Witness to Hunger has received some press and we learned of it from this story in the Daily American from Illinois.
‘‘Where is one of my favorite photos?’’ Chilton scans a wall of frames inside an exhibit hall at Drexel University. She stops at one, brushing the glass as if to caress the child herself. ‘‘Let me tell you about this kid.’’
The little girl, 15-16 months old, wears a striped top that swallows her tiny arms. Her nose is runny, her eyes empty.
Hers is not the picture of hunger that Americans are accustomed to seeing. She isn’t emaciated, like those living in squalid conditions in famine-stricken countries, but she is underweight and malnourished, often fed chips and sugary drinks instead of milk and formula.
The very word, hunger, means something different in 2009 in America. It manifests itself in poor diets lacking in fruits and vegetables, in children who are fed fatty, cheap foods like hot-dogs or ramen noodles and may be overweight but also hungry. It shows in a child’s health, and in the everyday hard choices of mothers and fathers: Buy Pampers or formula?
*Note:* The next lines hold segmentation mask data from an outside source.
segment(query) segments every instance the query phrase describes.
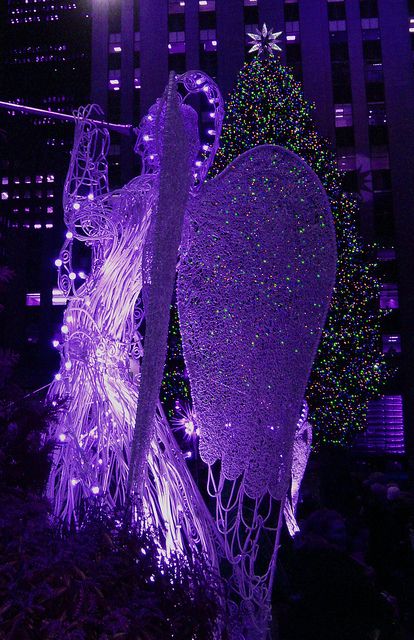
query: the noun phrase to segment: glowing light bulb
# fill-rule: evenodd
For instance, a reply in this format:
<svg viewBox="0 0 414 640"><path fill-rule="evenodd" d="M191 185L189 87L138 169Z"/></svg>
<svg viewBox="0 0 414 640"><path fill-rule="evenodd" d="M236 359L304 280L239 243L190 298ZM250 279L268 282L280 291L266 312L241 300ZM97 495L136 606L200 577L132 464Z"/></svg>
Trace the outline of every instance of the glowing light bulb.
<svg viewBox="0 0 414 640"><path fill-rule="evenodd" d="M94 496L97 496L99 493L99 487L97 487L96 485L94 487L91 488L91 491L93 493Z"/></svg>
<svg viewBox="0 0 414 640"><path fill-rule="evenodd" d="M63 262L62 262L62 260L61 260L60 258L57 258L57 259L55 260L55 265L56 265L57 267L61 267L61 266L62 266L62 264L63 264Z"/></svg>
<svg viewBox="0 0 414 640"><path fill-rule="evenodd" d="M68 232L66 233L66 237L67 237L67 239L68 239L68 240L70 240L71 238L73 238L73 233L72 233L72 231L68 231Z"/></svg>
<svg viewBox="0 0 414 640"><path fill-rule="evenodd" d="M71 271L69 274L69 280L75 280L76 279L76 273L74 271Z"/></svg>
<svg viewBox="0 0 414 640"><path fill-rule="evenodd" d="M86 273L84 271L79 271L78 276L82 278L82 280L86 280Z"/></svg>
<svg viewBox="0 0 414 640"><path fill-rule="evenodd" d="M184 454L184 458L186 459L190 459L193 457L193 454L191 453L191 451L186 451Z"/></svg>
<svg viewBox="0 0 414 640"><path fill-rule="evenodd" d="M72 369L72 363L71 363L70 360L65 362L65 369L66 369L66 371L70 371Z"/></svg>
<svg viewBox="0 0 414 640"><path fill-rule="evenodd" d="M184 422L184 429L188 436L192 436L194 433L194 422L192 420L186 420Z"/></svg>
<svg viewBox="0 0 414 640"><path fill-rule="evenodd" d="M59 440L60 440L61 442L65 442L65 440L66 440L66 433L61 433L61 434L59 435Z"/></svg>
<svg viewBox="0 0 414 640"><path fill-rule="evenodd" d="M151 136L149 136L148 133L146 133L145 136L143 136L143 140L144 142L149 142L151 140Z"/></svg>
<svg viewBox="0 0 414 640"><path fill-rule="evenodd" d="M94 199L94 195L93 195L93 193L90 193L90 194L88 195L88 200L93 200L93 199Z"/></svg>
<svg viewBox="0 0 414 640"><path fill-rule="evenodd" d="M59 346L59 340L52 340L52 344L55 347L55 349L57 349Z"/></svg>
<svg viewBox="0 0 414 640"><path fill-rule="evenodd" d="M79 202L74 202L73 203L73 208L75 209L75 211L78 211L80 209L80 204Z"/></svg>
<svg viewBox="0 0 414 640"><path fill-rule="evenodd" d="M60 330L62 333L67 334L69 333L69 327L67 324L62 324L62 326L60 327Z"/></svg>
<svg viewBox="0 0 414 640"><path fill-rule="evenodd" d="M55 375L55 380L61 380L61 379L62 379L61 374L60 374L60 373L57 373L57 374Z"/></svg>
<svg viewBox="0 0 414 640"><path fill-rule="evenodd" d="M209 129L207 131L207 133L208 133L209 136L215 136L216 135L216 132L214 131L214 129Z"/></svg>
<svg viewBox="0 0 414 640"><path fill-rule="evenodd" d="M79 484L80 480L79 478L72 478L72 480L70 481L70 484L72 485L72 487L76 487L77 484Z"/></svg>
Pay the heating bill or fill the fridge?
Even before the economy tanked, some 36 million adults and children struggled with hunger in 2007, including 12 million the government considers to have ‘‘very low food security’’ — meaning they suffered a substantial disruption to their food supply at some point during the year.
The number of Americans receiving food stamps reached an all-time high last year, topping 30 million in September, October and November, even though the maximum benefit for a family of four — $588 — still falls $78 short of the cheapest possible government-established plan to feed a family that size.
President Barack Obama, whose own mother once received food stamps, has pledged to end childhood hunger; the administration’s stimulus package raises food stamp benefits by 14 percent.